Teniendo en cuenta que no lo vas a costruir, sino que algún pro lo va hacer, es una buena oportunidad para ir mas lejos y agregarle intermitentes (luz de giro) a tu maqueta.
Tambien veo que tiene rompenieblas delantero, pueden ir LEDs amarillas ahí.


----------



## Pitu (Jun 9, 2007)

Total, que me lo hagan no?por que yo ni tengo soldador ni nada, osea que valla a una tienda y que me lo hagan alli no?

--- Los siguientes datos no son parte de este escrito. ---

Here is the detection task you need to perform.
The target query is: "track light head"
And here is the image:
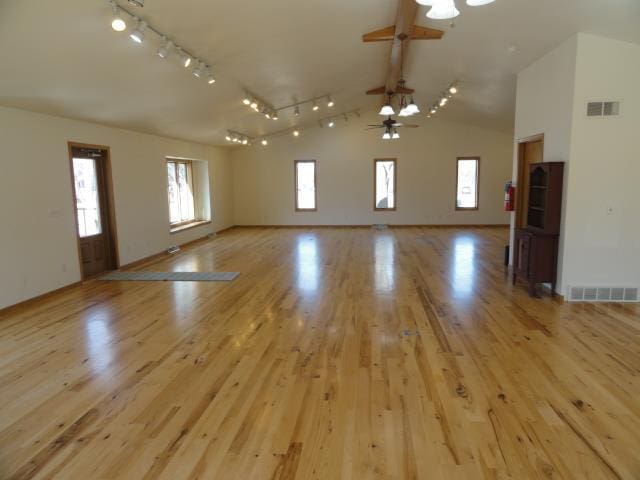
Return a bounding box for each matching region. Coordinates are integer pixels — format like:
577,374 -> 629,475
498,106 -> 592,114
158,37 -> 173,60
178,47 -> 191,68
192,60 -> 204,78
109,1 -> 127,32
129,19 -> 147,43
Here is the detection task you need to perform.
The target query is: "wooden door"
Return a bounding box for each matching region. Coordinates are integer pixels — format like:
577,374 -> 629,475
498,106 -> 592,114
70,145 -> 117,279
516,135 -> 544,228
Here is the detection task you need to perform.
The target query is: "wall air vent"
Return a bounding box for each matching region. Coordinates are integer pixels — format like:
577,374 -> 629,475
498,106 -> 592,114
569,287 -> 640,303
587,102 -> 620,117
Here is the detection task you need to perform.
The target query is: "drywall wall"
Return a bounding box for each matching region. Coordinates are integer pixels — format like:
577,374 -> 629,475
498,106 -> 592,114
512,33 -> 640,296
563,34 -> 640,287
0,107 -> 233,308
511,36 -> 578,291
231,112 -> 512,225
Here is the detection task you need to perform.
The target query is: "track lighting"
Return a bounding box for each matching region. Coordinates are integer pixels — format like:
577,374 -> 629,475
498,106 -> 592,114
109,1 -> 127,32
407,97 -> 420,115
129,19 -> 147,43
193,60 -> 204,78
178,47 -> 191,68
158,37 -> 173,59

Rompenieblas o como se dice aqui, antinieblas, no tiene.Si es lo que creo que te refieres, son las entradas de aire del intercooler, no son antinieblas


----------



## Madness666 (Ene 21, 2010)

Nilfred dijo:


> ¿El coche es a escala standard 1:20?
> Veo mas de 8 LEDs:
> Blancos: 2 con 3 niveles de brillo (o 2 Alta, 2 Baja, 2 Posición), 1 habitáculo, 1 baúl, 1 o 2 reversa.
> Rojo: 2 de freno/posición con 2 niveles de brillo, 1 freno luneta trasera, 1 antiniebla trasero.
> ...



Hola a todos!
Soy nuevo en el foro y he preguntado precisamente en un post sobre como conseguir un circuito de intermitencias para una maqueta de un coche a 1/18 con la misma velocidad de un coche real.
Yo tengo a mi disposicion microinterruptores que hacen que tenga el resto de luces comandado por el mismo, solo que al encender las intermitencias no parpadean, asi que ahora necesito que lo hagan.
En este post es donde he escrito mi duda:
 _ https://www.forosdeelectronica.com/posts/243783/ _

SALUDOS A TODOS!

PD: No se si hago bien en postear varias veces lo mismo en distintos foros, pero es que este no sabia que existia hasta ahora! Sorry si lo he hecho mal...


----------



## fernandoae (Ene 21, 2010)

Podrias usar el buscador antes de preguntar algo que se hablo DEMASIADAS VECES  PARA MI GUSTO y que es algo tan basico.
Además veo que la moyoria te dice de ponerlos en serie y alimentarlos con 12V o 9V... con lo cual es IMPOSIBLE que enciendan por lo que se menciono de la caida de tension en cada led...


----------



## Madness666 (Ene 21, 2010)

> Podrias usar el buscador antes de preguntar algo que se hablo DEMASIADAS VECES PARA MI GUSTO y que es algo tan basico.
> Además veo que la moyoria te dice de ponerlos en serie y alimentarlos con 12V o 9V... con lo cual es IMPOSIBLE que enciendan por lo que se menciono de la caida de tension en cada led...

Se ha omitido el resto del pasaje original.